Her house, built by a couple of men who lived together, is full of art and whimsy, full-length mirrors, the fragrance of hyacinth and items like Ruth’s stuffed lion that growls, electronically. Years ago, the two men tore down a wall between upstairs bedrooms and built a 26-foot boat – on the third floor of the house, in a 28-foot space. There is no trace of the opening through which the finished boat was lowered to the ground, but the dividing wall was never rebuilt. Ruth knows a lot of people. Not surprisingly, at her age, many friends have died. Good friends include artists and musicians up and down the coast. She sold land for a cottage to Silent Spring author Rachel Carson, who found inspiration for her marine biology and environmental advocacy on Southport Island.
Ruth is devoted to Maine, and finds inspiration in all sorts of places. She has been a guest aboard the tugboat SUNBEAM, which brings religion to Maine islands. She herself isn’t very religious. “I was raised Universalist. We’re practically heathens.” As a young woman she lived on Waverly Place in Greenwich Village, New York. “Everybody has to go down to New York for a little while,” she said. “The Hotel Earl, at that time, was on the next corner, and we’d watch the old ladies go to bed and when they took their corsets off you could almost hear them go, ahhhh.”
She worked at Macy’s to get enough money to eat, and remembers Wall Street financiers leaping to their deaths from buildings during the Depression. Her roommate worked on Wall Street. “We didn’t suffer. We didn’t know the difference. What the heck.”

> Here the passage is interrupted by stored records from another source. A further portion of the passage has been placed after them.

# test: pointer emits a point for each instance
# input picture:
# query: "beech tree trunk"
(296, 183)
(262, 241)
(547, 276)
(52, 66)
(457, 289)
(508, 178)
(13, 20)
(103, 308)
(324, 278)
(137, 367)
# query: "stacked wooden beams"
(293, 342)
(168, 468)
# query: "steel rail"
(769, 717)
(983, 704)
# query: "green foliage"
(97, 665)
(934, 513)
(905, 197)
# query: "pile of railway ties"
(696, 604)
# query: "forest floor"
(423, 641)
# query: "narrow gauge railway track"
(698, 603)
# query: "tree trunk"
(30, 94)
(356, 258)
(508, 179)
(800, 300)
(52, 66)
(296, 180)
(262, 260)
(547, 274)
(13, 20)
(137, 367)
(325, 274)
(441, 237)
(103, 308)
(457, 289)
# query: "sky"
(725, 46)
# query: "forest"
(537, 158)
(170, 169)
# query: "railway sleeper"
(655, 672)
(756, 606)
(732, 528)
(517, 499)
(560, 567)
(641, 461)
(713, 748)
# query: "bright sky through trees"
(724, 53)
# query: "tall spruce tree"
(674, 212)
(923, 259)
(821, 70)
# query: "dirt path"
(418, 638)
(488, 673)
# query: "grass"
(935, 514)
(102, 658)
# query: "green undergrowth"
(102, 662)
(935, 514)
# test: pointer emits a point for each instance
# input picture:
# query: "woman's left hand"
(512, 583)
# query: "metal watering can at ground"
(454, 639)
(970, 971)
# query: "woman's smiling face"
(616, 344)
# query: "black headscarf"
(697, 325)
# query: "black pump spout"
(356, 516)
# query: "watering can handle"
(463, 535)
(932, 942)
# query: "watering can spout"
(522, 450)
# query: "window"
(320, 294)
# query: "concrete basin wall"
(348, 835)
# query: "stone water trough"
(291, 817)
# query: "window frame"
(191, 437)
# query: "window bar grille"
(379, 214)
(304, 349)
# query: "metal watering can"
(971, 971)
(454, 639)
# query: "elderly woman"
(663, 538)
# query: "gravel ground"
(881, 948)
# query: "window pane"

A year-round Southport resident for many years, Ruth said her parents first courted in Southport. As a summer resident with her parents, she grew up playing with local children. In Southport, she said, kids could “raise more hell and get in less trouble doing it” than back home. She remembers when the road in front of her island house was a dirt “cart path.” It is now paved, and town built a parking lot by the beach, smack in the middle of her view to Seguin Island.
A part-owner of the beach built a seawall along the road, then deeded it to the town. The town then added blacktop for parking. Ruth sounds philosophical about the development, which gives the public car access to the beach.
Ruth posed for a photo with a big pottery frog on her porch. She didn’t seem tired after a two-hour interview, during which she never sat down. She offered her visitor grapes and said, “come again.”